Pick

Shot in the Heart

What brings the drummer of a punk-rock, all-girl band together with a graduate of the Institute of American Indian Arts and a Chicago professor? Poetry, of course.

Poets Prageeta Sharma, Esther Belin and Dan Beachy-Quick are part of the UA's Emergence: The Next Word in Poetry series--a two-day event that includes a panel discussion and individual readings by the three featured poets at various times Oct. 13-14. The 2-year-old Emergence series differs from the Poetry Center's venerable Visiting Poets and Writers Reading series (now in its 42nd year) in that it highlights poets who have published a single book, but one that is judged to represent new directions in which the art form is headed.

"We developed the series," says Literary Director Frances Sjoberg, "because there are so many books of poetry being published right now, and lots of people tend to say there are too many being published. But it's anything but--a lot of these first books are pretty powerful; there's really great poetry being published, and it's a really exciting generation that is coming up. This is a way for us to show the quality and cultural diversity in the work."

As a contemporary poetry archive, the UA Poetry Center acquires every book of poetry that is published in English and distributed.

"Across my desk comes every first book of poetry and every prize-winning book," says Sjoberg, "and I flip through to get a sense of who's writing what sort of poetry and how the conversations are moving among poets. I take my recommendations to an advisory board, also comprised of people who read a lot of contemporary poetry, and we throw ideas and names around until we come up with a list of people we're interested in."

"Interested in" is the Victorian version of what Sjoberg really feels when talking about poets like Prageeta Sharma: "Her work just shoots into my heart," she says.

Esther Belin's first collection of poetry, From the Belly of My Beauty (University of Arizona/Sun Tracks, 1999), won an American book award; her essays, poems and stories have appeared in publications such as the anthologies Neon Pow Wow, Speaking for the Generations: Native Writers on Writing and Home is in the Blood. Her poems, according to Sjoberg, are "tools--powerful tools--that assert her own identity as a Navajo woman and bridge her disparate geographies, both real and metaphorical."

Since the curating of the series, Dan Beachy-Quick's original first book, North True South Bright (Alice James Books, 2003) has been joined by a second, Spell (Ahsahta Press, 2004); he's had poems and reviews published in literary journals that range from Volt to the Paris Review. Beachy-Quick is currently a professor at the School of the Art Institute of Chicago; Sjoberg describes his work as "philosophically driven; he uses poems to get deeper into the mind. (He) studies language to understand ideas the way Michelangelo studied corpses to understand the body."

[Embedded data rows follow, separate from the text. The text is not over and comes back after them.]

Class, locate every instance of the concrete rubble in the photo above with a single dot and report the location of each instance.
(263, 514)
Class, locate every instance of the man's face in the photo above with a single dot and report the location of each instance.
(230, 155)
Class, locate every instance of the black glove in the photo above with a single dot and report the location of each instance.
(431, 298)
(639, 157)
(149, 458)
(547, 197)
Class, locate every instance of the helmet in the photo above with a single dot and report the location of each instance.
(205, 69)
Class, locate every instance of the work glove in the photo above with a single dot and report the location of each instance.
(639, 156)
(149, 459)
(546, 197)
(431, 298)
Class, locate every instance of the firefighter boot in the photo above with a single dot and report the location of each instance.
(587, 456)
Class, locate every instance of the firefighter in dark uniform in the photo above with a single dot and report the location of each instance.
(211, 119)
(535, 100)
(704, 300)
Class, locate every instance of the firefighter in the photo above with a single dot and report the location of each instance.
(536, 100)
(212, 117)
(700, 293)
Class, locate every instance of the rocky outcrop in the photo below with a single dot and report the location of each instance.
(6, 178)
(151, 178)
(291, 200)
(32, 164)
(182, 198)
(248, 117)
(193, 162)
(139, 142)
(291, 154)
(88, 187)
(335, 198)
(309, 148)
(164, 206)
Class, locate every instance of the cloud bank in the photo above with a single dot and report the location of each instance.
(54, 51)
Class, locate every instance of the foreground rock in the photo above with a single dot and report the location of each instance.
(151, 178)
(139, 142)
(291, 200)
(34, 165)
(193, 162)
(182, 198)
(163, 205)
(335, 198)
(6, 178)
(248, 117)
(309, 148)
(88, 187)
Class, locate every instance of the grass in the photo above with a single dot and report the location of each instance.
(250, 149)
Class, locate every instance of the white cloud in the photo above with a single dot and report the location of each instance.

Prageeta Sharma--punk-rock drummer and author of Bliss to Fill (subpress, 2000)--has since published A Just-So Poem (a chapbook released in 2003) and The Opening Question (University Press of New England, 2004). "(Sharma) is sharp, witty and lyric," Sjoberg wrote to me in a later e-mail. "Her work is a pleasure, but it changes your center of gravity. Her poems are like a floating pier made of words: You can walk on it, but your knees go wobbly, and you know it's just a plank between you and sinking."

(Would you expect anything less poetic from the literary director of a poetry center?)

Sharma, Belin and Beachy-Quick will read from their work at 8 p.m. Wednesday, Oct. 13 in the Modern Languages Auditorium, located on the UA campus on the Mall, west of Cherry Avenue. At 10 a.m. Thursday, Oct. 14, a panel discussion titled New Trends in Contemporary Poetry will be held at the UA Poetry Center (1600 E. First St.). Three graduate students in the UA's MFA poetry program--Paul Klinger, Jeremy Frey and Kristi Maxwell--will join the featured poets on Thursday's panel.